»Hier meine Hand darauf und mein Wort.«
»Gott sei Dank,« rief Frank, »denn ich fürchtete schon, daß die Nachricht ihres Unglücks jene alte hoffnungslose Liebe wieder anfachen könne.«
»Wenn ich sie verlassen und im Elend wüßte – ja – nicht an der Seite eines Gatten.«
»Dann will ich Dir etwas sagen, Ernst,« rief Frank lebendig. »Ich habe gerade verschiedene Arbeiten beendet – bin überhaupt das letzte Jahr merkwürdig fleißig gewesen, und hatte mir schon fest vorgenommen, diesen Sommer eine kleine Erholungsreise zu machen. Wenn Du jetzt noch zwei oder höchstens drei Tage auf mich warten kannst, begleite ich Dich, was meinst Du dazu, und wir kreuzen dann eine Weile am Rhein umher.«
»Der glücklichste Gedanke, den Du fassen konntest!« rief Ernst erfreut aus – »ich warte auf Dich und wenn Du eine volle Woche brauchst, um fertig zu werden. Oder kann ich Dir vielleicht helfen? Mir geschieht ein Gefallen damit, denn selbstständig kann ich doch noch Nichts arbeiten und möchte nicht die Zeit über ganz müssig liegen.«
»Desto rascher werden wir fertig,« entgegnete Frank lachend, »also dankbar angenommen, und hier in Deinem alten Atelier wird es Dir doppelt heimisch sein.«
Sechstes Kapitel.
In Wiesbaden.
Die beiden jungen Leute gingen jetzt, dabei mit einander plaudernd und erzählend, frisch an die Arbeit, um einige Kleinigkeiten, die Frank noch versprochen hatte abzuliefern, in den nächsten Tagen zu beenden. Das wurde auch rascher erledigt, als sie selber geglaubt, denn in der gemeinschaftlichen Thätigkeit flogen ihnen die Stunden nur so dahin. Am dritten Abend waren sie auch schon zur Abreise fertig gerüstet, und um auch keinen Moment mehr zu versäumen, benutzten sie selbst den Nachtzug, daß der sie dem flachen Lande entführe, und nur erst einmal hinein in die Berge bringe.

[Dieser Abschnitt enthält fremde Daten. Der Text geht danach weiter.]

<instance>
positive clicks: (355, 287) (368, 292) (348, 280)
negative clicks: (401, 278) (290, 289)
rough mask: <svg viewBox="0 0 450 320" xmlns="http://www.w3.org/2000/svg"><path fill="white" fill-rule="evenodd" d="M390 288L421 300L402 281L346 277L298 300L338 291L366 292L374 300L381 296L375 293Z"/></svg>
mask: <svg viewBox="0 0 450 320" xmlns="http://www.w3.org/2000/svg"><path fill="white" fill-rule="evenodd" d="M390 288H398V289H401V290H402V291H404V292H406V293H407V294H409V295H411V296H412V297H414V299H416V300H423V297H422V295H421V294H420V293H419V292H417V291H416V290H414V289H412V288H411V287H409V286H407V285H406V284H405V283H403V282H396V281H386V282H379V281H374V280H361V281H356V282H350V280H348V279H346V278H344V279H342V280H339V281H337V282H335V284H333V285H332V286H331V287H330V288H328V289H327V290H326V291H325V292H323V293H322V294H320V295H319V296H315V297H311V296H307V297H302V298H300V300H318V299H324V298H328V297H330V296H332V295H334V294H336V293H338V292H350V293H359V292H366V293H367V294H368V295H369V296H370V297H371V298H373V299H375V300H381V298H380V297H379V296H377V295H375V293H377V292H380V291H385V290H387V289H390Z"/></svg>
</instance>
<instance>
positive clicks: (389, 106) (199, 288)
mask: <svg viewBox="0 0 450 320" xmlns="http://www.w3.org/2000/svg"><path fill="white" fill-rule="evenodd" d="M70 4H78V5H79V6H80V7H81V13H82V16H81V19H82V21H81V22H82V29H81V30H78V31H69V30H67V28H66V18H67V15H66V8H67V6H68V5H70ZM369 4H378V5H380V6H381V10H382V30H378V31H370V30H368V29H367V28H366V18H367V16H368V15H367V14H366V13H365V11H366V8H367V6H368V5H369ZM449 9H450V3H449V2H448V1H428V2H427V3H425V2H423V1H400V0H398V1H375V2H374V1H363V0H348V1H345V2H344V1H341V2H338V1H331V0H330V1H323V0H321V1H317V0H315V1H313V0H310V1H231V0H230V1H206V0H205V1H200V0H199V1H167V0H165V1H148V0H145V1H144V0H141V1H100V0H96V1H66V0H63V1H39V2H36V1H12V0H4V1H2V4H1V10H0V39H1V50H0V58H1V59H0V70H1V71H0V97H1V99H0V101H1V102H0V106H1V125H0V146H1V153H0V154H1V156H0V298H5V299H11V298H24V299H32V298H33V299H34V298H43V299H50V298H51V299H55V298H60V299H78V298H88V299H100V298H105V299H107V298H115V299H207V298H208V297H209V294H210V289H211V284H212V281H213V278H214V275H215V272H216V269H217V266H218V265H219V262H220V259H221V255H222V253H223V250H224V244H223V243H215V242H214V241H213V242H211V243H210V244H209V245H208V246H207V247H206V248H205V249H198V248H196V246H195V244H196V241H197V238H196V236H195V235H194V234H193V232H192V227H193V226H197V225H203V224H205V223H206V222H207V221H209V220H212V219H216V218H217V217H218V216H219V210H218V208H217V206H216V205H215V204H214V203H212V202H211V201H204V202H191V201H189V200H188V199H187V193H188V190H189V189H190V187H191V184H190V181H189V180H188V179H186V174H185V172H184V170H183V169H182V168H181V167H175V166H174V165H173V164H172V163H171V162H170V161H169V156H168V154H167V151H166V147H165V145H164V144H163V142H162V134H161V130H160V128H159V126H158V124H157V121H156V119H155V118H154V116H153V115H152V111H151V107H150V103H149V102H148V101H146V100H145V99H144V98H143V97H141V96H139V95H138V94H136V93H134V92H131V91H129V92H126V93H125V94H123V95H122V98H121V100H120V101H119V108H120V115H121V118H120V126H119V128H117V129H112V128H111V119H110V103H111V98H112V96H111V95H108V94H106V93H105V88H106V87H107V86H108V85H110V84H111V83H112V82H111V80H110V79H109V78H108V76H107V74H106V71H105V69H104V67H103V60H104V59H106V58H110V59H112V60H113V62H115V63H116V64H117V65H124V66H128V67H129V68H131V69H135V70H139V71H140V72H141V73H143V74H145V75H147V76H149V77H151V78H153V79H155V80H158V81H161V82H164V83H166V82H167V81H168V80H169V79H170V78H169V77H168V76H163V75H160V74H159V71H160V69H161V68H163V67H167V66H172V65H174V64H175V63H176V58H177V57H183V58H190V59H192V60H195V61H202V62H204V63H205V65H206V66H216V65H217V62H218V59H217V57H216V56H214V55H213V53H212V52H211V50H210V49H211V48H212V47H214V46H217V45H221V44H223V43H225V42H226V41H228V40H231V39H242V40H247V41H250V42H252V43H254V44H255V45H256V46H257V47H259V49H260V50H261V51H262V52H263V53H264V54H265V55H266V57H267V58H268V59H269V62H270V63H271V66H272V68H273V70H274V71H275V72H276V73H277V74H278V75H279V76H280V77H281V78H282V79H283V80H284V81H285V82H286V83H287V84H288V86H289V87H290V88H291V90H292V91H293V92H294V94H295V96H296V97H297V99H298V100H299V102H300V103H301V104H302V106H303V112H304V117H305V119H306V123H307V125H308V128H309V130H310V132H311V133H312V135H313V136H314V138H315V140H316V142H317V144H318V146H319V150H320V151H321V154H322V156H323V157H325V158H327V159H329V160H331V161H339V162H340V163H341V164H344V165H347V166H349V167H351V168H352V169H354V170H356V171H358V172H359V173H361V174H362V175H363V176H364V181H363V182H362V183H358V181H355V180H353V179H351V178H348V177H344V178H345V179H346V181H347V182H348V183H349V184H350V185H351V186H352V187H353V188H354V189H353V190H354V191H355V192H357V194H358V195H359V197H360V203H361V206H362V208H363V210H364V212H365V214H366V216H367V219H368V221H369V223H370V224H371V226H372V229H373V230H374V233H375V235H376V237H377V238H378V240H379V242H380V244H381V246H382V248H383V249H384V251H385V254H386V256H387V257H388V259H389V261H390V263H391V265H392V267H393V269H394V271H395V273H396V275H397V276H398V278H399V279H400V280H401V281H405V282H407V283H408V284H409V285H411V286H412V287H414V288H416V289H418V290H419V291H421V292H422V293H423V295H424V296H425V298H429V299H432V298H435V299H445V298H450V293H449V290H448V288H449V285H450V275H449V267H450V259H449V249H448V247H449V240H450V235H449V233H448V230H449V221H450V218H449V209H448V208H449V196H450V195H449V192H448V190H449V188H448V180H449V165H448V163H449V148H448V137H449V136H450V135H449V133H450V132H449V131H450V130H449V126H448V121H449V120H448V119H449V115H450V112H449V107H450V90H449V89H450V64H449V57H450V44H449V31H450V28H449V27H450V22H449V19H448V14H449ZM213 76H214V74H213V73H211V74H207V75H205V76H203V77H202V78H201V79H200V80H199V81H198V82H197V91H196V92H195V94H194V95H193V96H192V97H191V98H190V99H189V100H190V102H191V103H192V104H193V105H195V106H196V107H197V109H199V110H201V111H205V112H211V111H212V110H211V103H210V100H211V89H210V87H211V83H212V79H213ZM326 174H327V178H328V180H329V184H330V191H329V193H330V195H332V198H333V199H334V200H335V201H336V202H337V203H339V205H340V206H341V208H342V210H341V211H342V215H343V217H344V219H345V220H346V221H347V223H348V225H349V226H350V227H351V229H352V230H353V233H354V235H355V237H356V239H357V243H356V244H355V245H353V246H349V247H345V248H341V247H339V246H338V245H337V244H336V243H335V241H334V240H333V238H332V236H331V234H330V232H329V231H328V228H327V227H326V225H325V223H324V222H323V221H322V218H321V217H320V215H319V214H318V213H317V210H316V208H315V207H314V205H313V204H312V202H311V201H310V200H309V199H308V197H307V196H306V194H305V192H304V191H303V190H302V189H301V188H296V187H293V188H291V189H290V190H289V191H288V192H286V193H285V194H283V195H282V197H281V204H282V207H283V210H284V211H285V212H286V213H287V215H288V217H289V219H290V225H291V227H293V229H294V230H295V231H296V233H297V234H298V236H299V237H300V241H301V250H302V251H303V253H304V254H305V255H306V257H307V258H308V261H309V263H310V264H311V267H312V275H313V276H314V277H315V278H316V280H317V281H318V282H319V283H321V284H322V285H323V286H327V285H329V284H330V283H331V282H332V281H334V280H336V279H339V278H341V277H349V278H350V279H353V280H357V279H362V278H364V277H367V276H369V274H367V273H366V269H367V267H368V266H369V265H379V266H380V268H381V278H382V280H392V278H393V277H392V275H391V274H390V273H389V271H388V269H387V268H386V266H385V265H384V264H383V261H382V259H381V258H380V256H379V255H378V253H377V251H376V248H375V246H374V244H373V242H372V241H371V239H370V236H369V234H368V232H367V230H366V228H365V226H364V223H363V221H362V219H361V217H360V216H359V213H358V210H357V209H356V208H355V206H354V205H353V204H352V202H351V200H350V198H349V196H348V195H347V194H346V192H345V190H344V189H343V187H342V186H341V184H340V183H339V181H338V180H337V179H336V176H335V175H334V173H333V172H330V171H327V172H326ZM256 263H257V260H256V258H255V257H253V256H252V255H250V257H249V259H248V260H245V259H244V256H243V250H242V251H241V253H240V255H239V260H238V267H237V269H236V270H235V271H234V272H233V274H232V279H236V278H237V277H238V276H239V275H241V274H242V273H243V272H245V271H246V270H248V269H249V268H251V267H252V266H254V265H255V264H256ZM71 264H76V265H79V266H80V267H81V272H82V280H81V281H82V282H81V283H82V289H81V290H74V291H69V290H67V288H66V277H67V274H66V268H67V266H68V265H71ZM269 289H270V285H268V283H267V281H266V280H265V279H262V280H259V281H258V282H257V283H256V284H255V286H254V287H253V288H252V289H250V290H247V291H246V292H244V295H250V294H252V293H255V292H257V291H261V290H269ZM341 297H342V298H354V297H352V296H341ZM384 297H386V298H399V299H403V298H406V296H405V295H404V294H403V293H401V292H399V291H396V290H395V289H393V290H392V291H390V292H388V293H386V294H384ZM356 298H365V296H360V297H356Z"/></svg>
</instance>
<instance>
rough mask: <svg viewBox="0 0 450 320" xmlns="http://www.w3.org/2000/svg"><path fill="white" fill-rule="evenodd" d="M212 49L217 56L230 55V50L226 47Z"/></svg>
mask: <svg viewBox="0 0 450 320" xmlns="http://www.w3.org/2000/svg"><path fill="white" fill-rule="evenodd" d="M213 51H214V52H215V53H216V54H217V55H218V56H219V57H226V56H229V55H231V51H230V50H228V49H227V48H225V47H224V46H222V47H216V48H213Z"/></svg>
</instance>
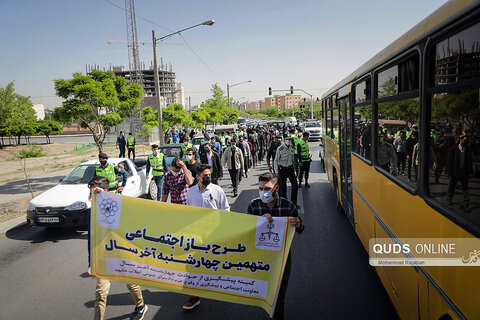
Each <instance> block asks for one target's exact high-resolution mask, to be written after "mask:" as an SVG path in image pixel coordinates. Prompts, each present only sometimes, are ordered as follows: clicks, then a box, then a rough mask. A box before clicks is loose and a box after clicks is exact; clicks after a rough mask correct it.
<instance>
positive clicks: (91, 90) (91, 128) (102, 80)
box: [53, 70, 143, 151]
mask: <svg viewBox="0 0 480 320" xmlns="http://www.w3.org/2000/svg"><path fill="white" fill-rule="evenodd" d="M54 83H55V91H56V94H57V96H59V97H61V98H63V99H65V101H64V102H63V103H62V107H59V108H57V109H55V111H54V113H53V118H54V119H55V120H57V121H59V122H61V123H71V122H74V121H76V120H80V126H82V127H83V128H88V129H89V130H90V132H91V133H92V135H93V140H94V141H95V143H96V144H97V146H98V150H99V151H103V141H104V140H105V136H106V134H107V132H108V131H109V129H110V128H112V127H114V126H116V125H119V124H120V123H122V122H123V121H124V120H125V118H127V117H129V116H130V115H131V114H132V111H134V110H136V109H138V106H139V105H140V102H141V99H142V95H143V89H142V87H141V86H140V85H139V84H136V83H130V84H127V80H126V79H125V78H122V77H116V76H115V74H114V73H113V71H108V72H103V71H100V70H92V71H91V72H90V73H89V74H88V75H83V74H81V73H74V74H73V78H72V79H68V80H64V79H59V80H55V81H54Z"/></svg>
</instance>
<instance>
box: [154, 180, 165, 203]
mask: <svg viewBox="0 0 480 320" xmlns="http://www.w3.org/2000/svg"><path fill="white" fill-rule="evenodd" d="M163 176H164V175H161V176H153V177H152V179H153V181H155V183H156V185H157V201H160V199H162V190H163Z"/></svg>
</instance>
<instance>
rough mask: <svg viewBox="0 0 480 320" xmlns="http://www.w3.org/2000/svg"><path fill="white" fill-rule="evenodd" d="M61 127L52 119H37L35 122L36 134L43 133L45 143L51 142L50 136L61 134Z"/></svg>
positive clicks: (62, 129)
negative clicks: (44, 138)
mask: <svg viewBox="0 0 480 320" xmlns="http://www.w3.org/2000/svg"><path fill="white" fill-rule="evenodd" d="M62 132H63V128H62V126H61V125H60V123H58V122H56V121H53V120H39V121H38V122H37V132H36V133H37V134H41V135H44V136H45V137H46V139H47V143H51V141H50V136H51V135H57V134H61V133H62Z"/></svg>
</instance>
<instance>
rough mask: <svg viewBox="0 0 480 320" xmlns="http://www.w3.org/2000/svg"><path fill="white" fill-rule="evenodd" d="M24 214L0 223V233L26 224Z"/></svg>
mask: <svg viewBox="0 0 480 320" xmlns="http://www.w3.org/2000/svg"><path fill="white" fill-rule="evenodd" d="M26 219H27V218H26V215H24V216H20V217H18V218H15V219H12V220H8V221H5V222H2V223H0V235H2V234H4V233H6V232H7V231H10V230H15V229H18V228H21V227H23V226H24V225H26V224H28V222H27V221H26Z"/></svg>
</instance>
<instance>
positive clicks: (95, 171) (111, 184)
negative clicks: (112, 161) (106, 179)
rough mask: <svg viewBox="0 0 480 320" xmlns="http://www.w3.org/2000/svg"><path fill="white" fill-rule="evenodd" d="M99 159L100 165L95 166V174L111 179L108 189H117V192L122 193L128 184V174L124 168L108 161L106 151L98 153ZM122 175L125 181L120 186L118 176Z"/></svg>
mask: <svg viewBox="0 0 480 320" xmlns="http://www.w3.org/2000/svg"><path fill="white" fill-rule="evenodd" d="M98 161H100V165H99V166H98V167H96V168H95V176H99V177H105V178H107V179H108V181H109V185H108V187H109V188H108V190H109V191H116V192H117V193H122V191H123V189H124V188H125V186H126V185H127V179H128V174H127V171H125V170H124V169H122V168H120V167H118V166H114V165H113V164H111V163H108V155H107V154H106V153H105V152H100V153H99V154H98ZM119 175H122V177H123V181H122V185H121V186H120V187H119V186H118V181H117V177H118V176H119Z"/></svg>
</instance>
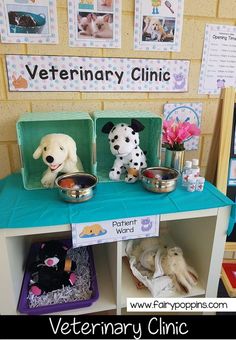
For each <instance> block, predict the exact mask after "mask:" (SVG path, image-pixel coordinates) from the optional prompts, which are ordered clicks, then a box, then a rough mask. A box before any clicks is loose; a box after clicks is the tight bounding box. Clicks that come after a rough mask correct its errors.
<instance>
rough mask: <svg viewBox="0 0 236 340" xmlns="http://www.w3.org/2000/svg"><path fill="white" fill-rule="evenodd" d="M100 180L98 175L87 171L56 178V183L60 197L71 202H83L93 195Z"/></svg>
mask: <svg viewBox="0 0 236 340" xmlns="http://www.w3.org/2000/svg"><path fill="white" fill-rule="evenodd" d="M97 182H98V179H97V177H96V176H94V175H92V174H88V173H86V172H74V173H71V174H65V175H62V176H59V177H57V178H56V181H55V184H56V186H57V187H58V189H59V194H60V197H61V198H62V199H63V200H64V201H66V202H71V203H81V202H84V201H88V200H90V199H91V198H92V197H93V191H94V189H95V186H96V184H97Z"/></svg>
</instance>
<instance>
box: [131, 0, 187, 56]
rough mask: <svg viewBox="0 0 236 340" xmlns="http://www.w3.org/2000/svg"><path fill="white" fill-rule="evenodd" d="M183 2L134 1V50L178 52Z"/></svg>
mask: <svg viewBox="0 0 236 340" xmlns="http://www.w3.org/2000/svg"><path fill="white" fill-rule="evenodd" d="M183 11H184V0H170V1H167V0H166V1H165V0H136V1H135V23H134V24H135V27H134V49H135V50H145V51H177V52H179V51H180V47H181V36H182V26H183Z"/></svg>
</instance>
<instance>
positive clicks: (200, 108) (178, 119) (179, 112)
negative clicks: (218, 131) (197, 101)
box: [164, 103, 202, 150]
mask: <svg viewBox="0 0 236 340" xmlns="http://www.w3.org/2000/svg"><path fill="white" fill-rule="evenodd" d="M201 116H202V103H175V104H165V105H164V119H165V120H171V119H174V120H175V121H176V122H177V123H178V122H179V121H180V122H189V123H191V124H196V125H197V127H198V128H200V125H201ZM199 139H200V137H199V136H193V137H191V138H189V139H188V140H187V141H186V142H184V147H185V150H197V149H198V144H199Z"/></svg>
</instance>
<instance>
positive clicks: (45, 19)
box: [0, 0, 58, 44]
mask: <svg viewBox="0 0 236 340" xmlns="http://www.w3.org/2000/svg"><path fill="white" fill-rule="evenodd" d="M0 30H1V42H2V43H24V44H25V43H30V44H57V43H58V26H57V9H56V1H55V0H37V1H33V0H0Z"/></svg>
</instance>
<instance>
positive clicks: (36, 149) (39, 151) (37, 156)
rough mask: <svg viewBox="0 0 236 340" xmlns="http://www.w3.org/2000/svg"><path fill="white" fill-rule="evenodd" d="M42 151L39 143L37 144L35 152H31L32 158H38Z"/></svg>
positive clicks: (42, 148) (40, 146)
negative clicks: (36, 147)
mask: <svg viewBox="0 0 236 340" xmlns="http://www.w3.org/2000/svg"><path fill="white" fill-rule="evenodd" d="M42 152H43V148H42V146H41V145H39V146H38V147H37V149H36V150H35V152H34V153H33V158H34V159H38V158H39V157H40V156H41V155H42Z"/></svg>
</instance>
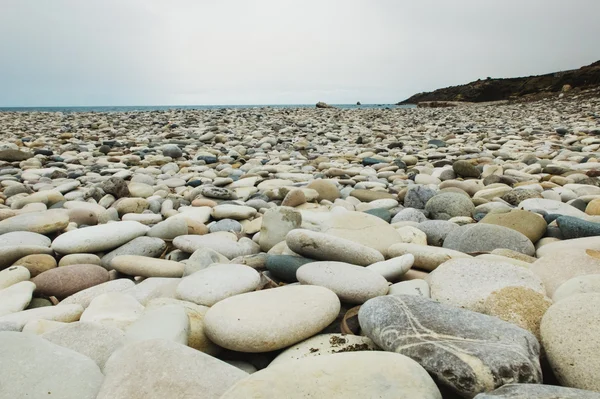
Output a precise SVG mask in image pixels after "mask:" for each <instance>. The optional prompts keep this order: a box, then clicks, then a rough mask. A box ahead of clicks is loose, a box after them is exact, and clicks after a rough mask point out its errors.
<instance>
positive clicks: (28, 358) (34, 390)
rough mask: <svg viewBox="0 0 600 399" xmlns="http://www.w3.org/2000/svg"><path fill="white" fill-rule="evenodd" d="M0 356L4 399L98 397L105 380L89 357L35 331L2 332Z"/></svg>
mask: <svg viewBox="0 0 600 399" xmlns="http://www.w3.org/2000/svg"><path fill="white" fill-rule="evenodd" d="M0 358H2V360H3V361H2V362H1V363H0V382H1V385H2V392H1V393H0V397H1V398H3V399H4V398H6V399H8V398H23V397H30V398H42V397H43V398H47V397H56V398H61V399H95V398H96V394H97V393H98V391H99V389H100V385H101V384H102V380H103V375H102V373H101V372H100V369H99V368H98V366H97V365H96V364H95V363H94V361H93V360H91V359H90V358H88V357H87V356H84V355H82V354H80V353H77V352H75V351H72V350H70V349H67V348H63V347H61V346H58V345H55V344H53V343H51V342H49V341H47V340H45V339H43V338H40V337H36V336H35V335H32V334H23V333H17V332H0ZM49 370H60V372H48V371H49Z"/></svg>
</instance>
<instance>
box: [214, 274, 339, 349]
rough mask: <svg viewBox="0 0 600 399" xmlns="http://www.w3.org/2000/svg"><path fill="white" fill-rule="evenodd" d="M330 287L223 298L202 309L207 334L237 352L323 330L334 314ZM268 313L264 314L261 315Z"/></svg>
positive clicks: (292, 341)
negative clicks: (204, 311) (205, 307)
mask: <svg viewBox="0 0 600 399" xmlns="http://www.w3.org/2000/svg"><path fill="white" fill-rule="evenodd" d="M339 311H340V301H339V299H338V297H337V295H336V294H335V293H334V292H332V291H331V290H329V289H327V288H324V287H317V286H288V287H280V288H272V289H268V290H262V291H255V292H248V293H245V294H240V295H236V296H233V297H230V298H227V299H224V300H222V301H220V302H218V303H217V304H215V305H214V306H213V307H211V308H210V310H209V311H208V312H207V313H206V316H205V318H204V328H205V331H206V335H207V336H208V338H209V339H210V340H211V341H213V342H214V343H216V344H217V345H220V346H222V347H224V348H227V349H231V350H236V351H240V352H253V353H255V352H268V351H273V350H277V349H281V348H285V347H287V346H290V345H293V344H296V343H298V342H300V341H302V340H304V339H306V338H309V337H311V336H313V335H315V334H316V333H318V332H319V331H321V330H323V329H324V328H325V327H326V326H328V325H329V323H331V322H332V321H333V320H335V318H336V317H337V316H338V313H339ZM265 314H268V315H270V316H269V317H268V318H265V317H264V315H265Z"/></svg>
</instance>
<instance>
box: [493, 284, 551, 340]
mask: <svg viewBox="0 0 600 399" xmlns="http://www.w3.org/2000/svg"><path fill="white" fill-rule="evenodd" d="M550 305H552V301H551V300H550V299H549V298H548V297H547V296H546V295H545V294H542V293H540V292H538V291H535V290H532V289H531V288H527V287H516V286H508V287H504V288H501V289H499V290H497V291H493V292H492V293H491V294H490V295H489V296H488V297H487V298H486V299H485V302H484V304H483V313H485V314H488V315H490V316H496V317H497V318H499V319H501V320H504V321H507V322H509V323H512V324H515V325H517V326H519V327H521V328H523V329H525V330H528V331H530V332H531V333H532V334H533V335H535V337H536V338H537V339H538V340H539V339H540V323H541V321H542V317H543V316H544V313H546V311H547V310H548V308H549V307H550Z"/></svg>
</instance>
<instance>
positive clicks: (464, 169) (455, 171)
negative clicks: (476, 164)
mask: <svg viewBox="0 0 600 399" xmlns="http://www.w3.org/2000/svg"><path fill="white" fill-rule="evenodd" d="M452 170H454V173H456V174H457V175H458V176H460V177H473V178H475V179H477V178H478V177H479V176H481V172H480V171H479V169H477V167H476V166H475V165H473V164H472V163H471V162H469V161H455V162H454V163H453V164H452Z"/></svg>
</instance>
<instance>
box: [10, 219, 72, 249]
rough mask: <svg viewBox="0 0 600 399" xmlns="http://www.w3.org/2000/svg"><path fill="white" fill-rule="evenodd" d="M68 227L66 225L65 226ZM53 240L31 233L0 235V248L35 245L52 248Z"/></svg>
mask: <svg viewBox="0 0 600 399" xmlns="http://www.w3.org/2000/svg"><path fill="white" fill-rule="evenodd" d="M65 227H66V224H65ZM51 243H52V240H50V239H49V238H48V237H46V236H45V235H43V234H39V233H32V232H29V231H13V232H10V233H4V234H1V235H0V247H12V246H18V245H35V246H39V247H50V244H51Z"/></svg>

Am anderen Abend schon wanderten sie Arm in Arm den wunderbar schönen Rhein entlang, und das Herz floß ihnen in lautem Jubel und fröhlichem Gesang über. Giebt es ja doch nur einen einzigen solchen Strom in der ganzen weiten Welt, und wem das Herz an diesen Ufern nicht aufgeht und wärmer, freudiger schlägt bei den Wundern, die sich dort seinem Blick öffnen – ei, der mag ruhig fortgehen und sich in der lüneburger Haide oder im berliner Sande begraben lassen – auf Erden ist er doch zu Nichts mehr nütze.
Das war eine frohe, glückliche Zeit, die sie dort verlebten, und selbst Ernst, der sonst mehr zur Schwermuth neigte und sich nie wohler fühlte, als wenn er allein und einsam seine Bahn wandelte, lebte neu auf in der wunderbar schönen Natur und der Gesellschaft des stets fröhlichen und heiteren Frank.